“Kau adalah Aksata.”
Kalimat singkat dan terdiri dari tiga kata itu belum mampu Kartajaya serap dengan sempurna.
Mereka semua – manusia-manusia dengan warna kulit yang beragam itu bersikeras mengatakan bahwa dirinya adalah Aksata, bukan Kartajaya. Mereka bahkan mengira jika Kartajaya mengalami hilang ingatan dan memanggil dokter Sam untuk mengecek ulang seluruh kondisi Kartajaya.
Menurut dokter Sam, Kartajaya – atau yang mereka sebut dengan Aksata ini menderita trauma akibat benturan saat terjatuh dalam masa pelarian sehingga Aksata mengalami hilang ingatan.
“Sebenarnya, Aksata yang hilang ingatan, atau aku yang sudah tidak waras?” pikir Kartajaya pada akhirnya.
“Aksata, kau hanya perlu beristirahat. Jangan memikirkan banyak hal. Biarlah misi itu gagal. Kita bisa mengulang rencana itu kembali…” ujar Makula.
Kartajaya mengangguk, matanya yang terasa berat memperhatikan Makula dan yang lainnya dengan seksama. Kini dirinya sedang berada di sebuah ruangan luas dan banyak ranjang yang berjajar rapi satu per satu. Ranjang-ranjang itu dihuni oleh seluruh pria maupun wanita sehat dan bugar. Hal yang paling unik di ruangan ini sesungguhnya bukan ranjang-ranjang itu, maupun benda yang memancarkan cahaya dari langit-langit bangunan, tapi manusia-manusia yang ada di dalamnya.
Penghuni ruangan ini memiliki berbagai macam kulit yang indah, beberapa dari mereka berkulit putih seperti kapas, beberapa berkulit hitam legam, beberapa coklat, beberapa berkulit kuning dan langsat. Mereka semua sangat unik dan indah.
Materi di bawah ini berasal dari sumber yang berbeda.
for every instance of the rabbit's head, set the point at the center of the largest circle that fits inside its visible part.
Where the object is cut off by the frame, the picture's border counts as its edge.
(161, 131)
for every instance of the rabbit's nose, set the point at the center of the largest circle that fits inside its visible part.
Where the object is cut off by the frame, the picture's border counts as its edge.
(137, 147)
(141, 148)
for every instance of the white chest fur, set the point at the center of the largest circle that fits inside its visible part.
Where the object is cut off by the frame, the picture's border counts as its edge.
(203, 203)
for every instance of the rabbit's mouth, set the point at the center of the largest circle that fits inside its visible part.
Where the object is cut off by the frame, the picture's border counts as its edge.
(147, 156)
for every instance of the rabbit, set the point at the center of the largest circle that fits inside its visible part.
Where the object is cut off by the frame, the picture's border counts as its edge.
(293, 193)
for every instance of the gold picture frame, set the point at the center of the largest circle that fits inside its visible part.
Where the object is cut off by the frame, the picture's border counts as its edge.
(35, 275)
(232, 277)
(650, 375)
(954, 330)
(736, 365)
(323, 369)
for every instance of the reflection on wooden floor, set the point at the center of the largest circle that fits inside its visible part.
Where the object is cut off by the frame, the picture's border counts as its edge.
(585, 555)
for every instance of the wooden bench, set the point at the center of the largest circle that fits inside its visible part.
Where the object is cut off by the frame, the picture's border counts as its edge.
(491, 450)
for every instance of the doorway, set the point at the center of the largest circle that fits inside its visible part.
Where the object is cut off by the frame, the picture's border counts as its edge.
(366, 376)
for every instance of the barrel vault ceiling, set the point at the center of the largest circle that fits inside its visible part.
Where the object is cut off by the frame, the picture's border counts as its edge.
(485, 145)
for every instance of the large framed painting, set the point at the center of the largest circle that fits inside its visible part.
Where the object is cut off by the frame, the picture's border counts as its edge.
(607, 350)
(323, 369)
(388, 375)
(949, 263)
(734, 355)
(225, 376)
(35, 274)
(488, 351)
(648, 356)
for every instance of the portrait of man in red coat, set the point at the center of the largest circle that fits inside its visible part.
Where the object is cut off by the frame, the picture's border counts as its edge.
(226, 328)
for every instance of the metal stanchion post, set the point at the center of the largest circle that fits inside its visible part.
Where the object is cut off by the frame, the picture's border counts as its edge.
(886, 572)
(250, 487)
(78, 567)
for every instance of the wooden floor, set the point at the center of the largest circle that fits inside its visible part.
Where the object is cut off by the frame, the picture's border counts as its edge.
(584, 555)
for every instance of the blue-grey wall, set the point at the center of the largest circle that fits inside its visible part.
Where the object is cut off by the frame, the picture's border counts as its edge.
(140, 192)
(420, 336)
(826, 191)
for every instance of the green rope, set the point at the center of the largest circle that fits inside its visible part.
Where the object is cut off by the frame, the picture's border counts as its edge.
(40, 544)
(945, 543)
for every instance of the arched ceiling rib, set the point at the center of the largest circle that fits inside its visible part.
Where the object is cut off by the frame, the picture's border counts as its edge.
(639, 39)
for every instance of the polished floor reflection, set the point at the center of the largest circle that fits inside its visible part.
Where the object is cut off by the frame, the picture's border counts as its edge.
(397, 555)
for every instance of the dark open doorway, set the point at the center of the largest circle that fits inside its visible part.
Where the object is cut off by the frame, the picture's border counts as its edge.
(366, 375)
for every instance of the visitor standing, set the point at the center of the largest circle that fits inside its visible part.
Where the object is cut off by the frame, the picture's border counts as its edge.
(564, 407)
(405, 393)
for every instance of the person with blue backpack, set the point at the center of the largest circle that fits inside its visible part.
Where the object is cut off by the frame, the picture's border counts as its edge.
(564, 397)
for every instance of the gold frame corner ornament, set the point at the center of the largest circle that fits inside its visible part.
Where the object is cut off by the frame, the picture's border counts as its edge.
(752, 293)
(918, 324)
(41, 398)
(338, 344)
Di Salakanagara, Masyarakat terbagi menjadi dua jenis kulit sawo matang atau coklat dan kuning langsat. Jadi Kartajaya takjub saat melihat keberagaman warna kulit yang ada di tempat ini.
Apalagi mereka menggunakan Bahasa yang sangat berbeda dengan masyarakat Salakanagara. Entah berasa dari kerajaan mana Bahasa ini, yang jelas Kartajaya mampu menguasai Bahasa ini tanpa repot-repot mempelajarinya sama sekali.
“Aksata!!” panggil Makula.
“Ya?”
“Jangan melamun seperti itu. Kau membuatku takut!”
“Kenapa kau takut?”
“Terakhir kali aku melihat orang melamun, dia langsung meninggal keesokan paginya. Dan orang itu adalah kakekku.”
Kartajaya mengangguk. Ia tidak paham apa hubungannya melamun dan kematian. Tapi ia hanya mengangguk untuk membuat Makula diam. Kartajaya masih bingung dengan apa yang terjadi pada dirinya dan mengapa ia bisa tersesat di tempat aneh seperti ini.
“Makula, cahaya apakah itu, aku selalu merasa silau saat melihatnya…”
“Ya Tuhan, Aksata!” pekik Makula.
Kartajaya terperanjat mendengar suara Makula yang tinggi.
“Kau benar-benar keterlaluan. Kalau hilang ingatan seharusnya kau tidak melupakan hal sekecil lampu seperti itu!”
“Lampu?”
“Ya, Lampu! Kau sungguh lupa?”
“Aku bukan lupa, tapi aku tidak tahu…” keluh Kartajaya di dalam hati.
“Itu adalah lampu. Cahaya penerang di ruangan ini. Walau dibuat menggunakan teknologi masa lampau yang sederhana, tapi lampu itu mampu membuat kita bisa bertahan di tempat ini dalam cahaya terang. Andai tidak ada Arsen, mungkin kita akan tinggal disini dalam kegelapan…”
“Tidak usah menyebut-nyebut namaku…” gumam Arsen dari atas ranjangnya. Anak muda dengan penampilan badung itu sedang asyik mengasah pisaunya.
“Itu adalah hasil karyamu, Arsen. Wajar bukan, jika aku bangga sebagai teman…” sahut Makula. “Lagipula, Karyamu ini adalah sebuah keberuntungan bagi kita semua. Tanpa lampu-lampu ini, kita akan hidup dalam kegelapan karena seluruh sumber teknologi sudah dikuasai oleh Raja Skars.”
“Raja Skars!?” gumam Kartajaya.
“Ya, kau pasti lupa juga dengannya bukan, sudah… tidak perlu repot-repot mengingatnya.”